Ewha Womans University Press
- Parent company: Ewha Womans University
- Status: Active
- Founded: 1949
- Country of origin: South Korea
- Headquarters location: Seoul
- Nonfiction topics: Various
- Official website: EUP official website (in Korean); (in English)

= Ewha Womans University Press =

Korean book publisher

Ewha Womans University Press is a book publisher founded in 1949.

==History==
The Ewha Womans University Press (EUP), the nation's first university press, was founded in 1949. The EUP's mission has been the advancement of academic communities and enlightenment of Korean society by publishing scholarly writings of Korean professors and books for university students, and translating and publishing prominent writings by foreign scholars.

The EUP has firmly established itself as Korea's most prestigious university press in terms of both scope and quality of publications. So far EUP has published more than 1,200 titles, of which 600 are currently available at bookstore across Korea.

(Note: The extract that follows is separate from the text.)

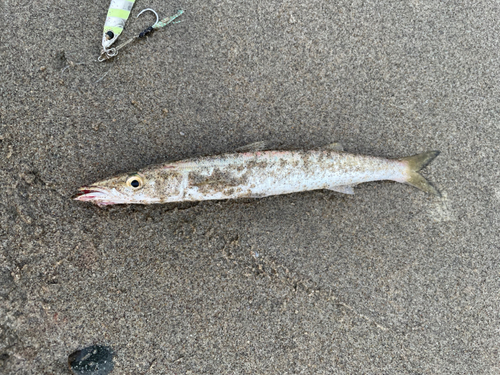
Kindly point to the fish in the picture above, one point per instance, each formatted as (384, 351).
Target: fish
(254, 172)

In order to contribute to maintaining and enhancing the quality of academic publishing, EUP is a member of the following Korean and international publishers organizations:
- Association of Korean University Presses.
- Korean Publishers Association.
- International Association of Scholarly Publishers.

Although associated with the university, EUP operates independently in a regulatory context established by the Ministry of Culture and Tourism.